The dependent variable EX _ijt in (5.4) represents country i’s exports to country j for time period t with an analogous notation for outward FDI (FDIout _ijt ) in (5.5). The sub-indices for imports (IM _ijt ) and inward FDI (FDIin _ijt ) in (5.6) and (5.7) respectively, denote trade/FDI activity to i from j in period t. The use of time effects t _r is motivated by findings in Baldwin and Taglioni (2006). The authors show that an exclusion of such time effects may result in significant misspecifications, given the fact that it is often impossible to obtain trade- or FDI-specific price data. Moreover, time effects allow us controlling for business cycle effects over the sample period. The other variables are defined as follows:

• GDP= Gross domestic product in i and j respectively

• POP= Population in i and j

• PROD= Labor productivity in i and j

• DIST= Geographical distance between state/national capitals

• SIM= Similarity index defined as: \(\log(1- (\frac {\mathit{GDP}_{i,t}}{\mathit{GDP}_{i,t} + \mathit{GDP}_{j,t}})^{2} - (\frac {\mathit{GDP}_{j,t}}{\mathit{GDP}_{i,t} + \mathit{GDP}_{j,t}})^{2})\)

• RLF= Relative factor endowments in i and j defined as: \(\log|(\frac{\mathit{GDP}_{i,t}}{\mathit{POP}_{i,t}}) - (\frac {\mathit{GDP}_{j,t}}{\mathit{POP}_{j,t}})|\)

• WAGE= Wage compensation per employee in i and j

• FDIopen= FDI openness in j as share of total inward FDI relative to GDP

• K= Total capital stock in i and j

• KI= Capital Intensity defined as Capital Stock per population in i

• EMU= EMU membership dummy for i and j

• EAST= East German state dummy for i

• BORDER= Border region dummy between i and j

• CEEC= Central and Eastern European country dummy for j

We can classify the set of control variables as either being time-varying or time-fixed. Time varying explanatory variables for the trade equations (both import & export flows) used throughout this analysis include GDP for home region and foreign country, population at home and abroad (POP), as well as variables, measuring the relative share of inter-industry trade (or vertical vs. horizontal FDI, respectively) based on indices of the similarity of economic size (SIM) and relative factor endowments (RLF).⁹ The variable SIM captures the relative size of two countries in terms of GDP, assuming that we can model each German state as an individual small open economy (SOE). The variable takes values between zero (absolute divergence) and 0.5 (equal country size). RLF captures differences in terms of relative factor endowments, where we assume that these endowments are closely linked to per-capita GDP as a proxy for the former. The RLF variable takes a minimum of zero for equal factor endowments in the two regions. Based on recent findings in NTT models, we also test the effect of home and host country labor productivity (defined as GDP per total employment) on trade. We finally specify a (one) time-varying dummy to check for trade/FDI-creating effects of the EMU starting from 1999.

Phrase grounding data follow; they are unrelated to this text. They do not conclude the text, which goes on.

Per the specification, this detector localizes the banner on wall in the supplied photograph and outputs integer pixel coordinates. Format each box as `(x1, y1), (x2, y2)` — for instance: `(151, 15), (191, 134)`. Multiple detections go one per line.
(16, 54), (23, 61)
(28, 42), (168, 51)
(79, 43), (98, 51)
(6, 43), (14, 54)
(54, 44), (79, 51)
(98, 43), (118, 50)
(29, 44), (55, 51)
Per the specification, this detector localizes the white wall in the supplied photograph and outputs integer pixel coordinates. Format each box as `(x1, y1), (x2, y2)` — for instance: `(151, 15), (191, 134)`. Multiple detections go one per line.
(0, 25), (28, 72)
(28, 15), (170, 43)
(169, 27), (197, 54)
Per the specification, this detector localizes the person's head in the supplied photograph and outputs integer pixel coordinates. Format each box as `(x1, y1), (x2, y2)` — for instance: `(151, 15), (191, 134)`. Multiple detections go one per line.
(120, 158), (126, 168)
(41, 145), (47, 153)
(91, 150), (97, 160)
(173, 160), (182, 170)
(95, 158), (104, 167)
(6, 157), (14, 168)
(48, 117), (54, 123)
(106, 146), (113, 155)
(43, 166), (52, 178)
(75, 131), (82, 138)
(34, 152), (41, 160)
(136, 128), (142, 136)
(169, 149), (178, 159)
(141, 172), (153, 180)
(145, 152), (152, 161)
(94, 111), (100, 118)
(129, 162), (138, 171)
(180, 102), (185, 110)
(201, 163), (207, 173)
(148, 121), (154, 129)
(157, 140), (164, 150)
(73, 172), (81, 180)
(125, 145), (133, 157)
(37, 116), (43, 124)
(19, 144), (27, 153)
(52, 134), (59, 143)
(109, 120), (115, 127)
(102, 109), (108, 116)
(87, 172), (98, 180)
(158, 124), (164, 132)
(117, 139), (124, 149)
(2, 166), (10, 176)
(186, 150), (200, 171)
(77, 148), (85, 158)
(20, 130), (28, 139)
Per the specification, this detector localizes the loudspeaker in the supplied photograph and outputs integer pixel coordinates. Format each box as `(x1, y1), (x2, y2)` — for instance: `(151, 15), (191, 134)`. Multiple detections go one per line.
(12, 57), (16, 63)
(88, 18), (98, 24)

The economic interpretation of the time-varying variables is as follows: For the export equation (and imports vice versa) GDP levels at home and abroad are expected to be positively correlated with the level of exports (imports) reflecting the theoretical argument that the supply and demand for differentiated varieties increases with absolute higher income values. A similar connection can also be established if we substitute absolute income levels by per capita GDP in i and j as a proxy for welfare levels. The effect of population is not that clear cut. The most prominent interpretation is offered by Baldwin (1994) that both home and foreign country population levels are negatively related to trade, since larger countries tend to be more self-sufficient in terms of production and resource endowment. An alternative interpretation is that a positive impact of exporter population on trade indicates labor intensive good exports, while a negative one stands for capital intensive export dominance (see e.g. Serlenga and Shin 2007). In this line of argumentation, a positive correlation of foreign population and trade may indicate exports in necessity goods (likewise a negative one for luxury goods). Next to GDP or GDP per capita level we may also consider productivity measures at home and abroad. With respect to home (foreign) country productivity, we expect a positive influence on exports (imports) inspired by recent theoretical findings that more productive firms on average tend to have a higher degree of internationalization. SIM may serve as an indicator for the relative share of intra-industry trade. That is, the more similar countries are in terms of GDP, the higher will be the share of intra-industry trade. The interpretation of RLF is in similar veins (but of opposite coefficient sign). For increasing differences in factor endowments, we expect a rise in the relative share of inter-industry trade. For the EMU dummy we expect that the creation of the monetary unit has induced positive trade/FDI effects for its member states.

We use roughly the same set of time-varying variables for the gravity models of FDI (both inward and outward), and as Brenton et al. (1999) point out, the economic interpretation of the explanatory variables is very similar: As in the case of trade, FDI is expected to be positively related to the level of income at home and abroad as a proxy for a large domestic market, and negatively to population indicating that large population sized countries are expected to be more self-sufficient in terms of investment. An alternative interpretation would be that a positive correlation of FDI with a country’s population indicates an FDI engagement of vertical type, since population is expected to the more abundant production factor with a lower price for labor. For transition countries (such as East Germany and CEECs) one could also consider a different interpretation of the population coefficient. Here the population level may capture the market potential effect of FDI much better than GDP related variables, reflecting the underlying hypothesis that the latter variables are still below their long-run trends alongside the catching-up process. Hence, population levels as a proxy for the market potential effect are assumed to be positively correlated with FDI activity. As for trade, we also include the variables SIM and RLF in the FDI equations as a potential indicator of the bilateral share of horizontal or vertical investment activities. Thereby, two similar countries (in terms of absolute GDP levels and/or factor endowments) are expected to engage more in horizontal than vertical FDI.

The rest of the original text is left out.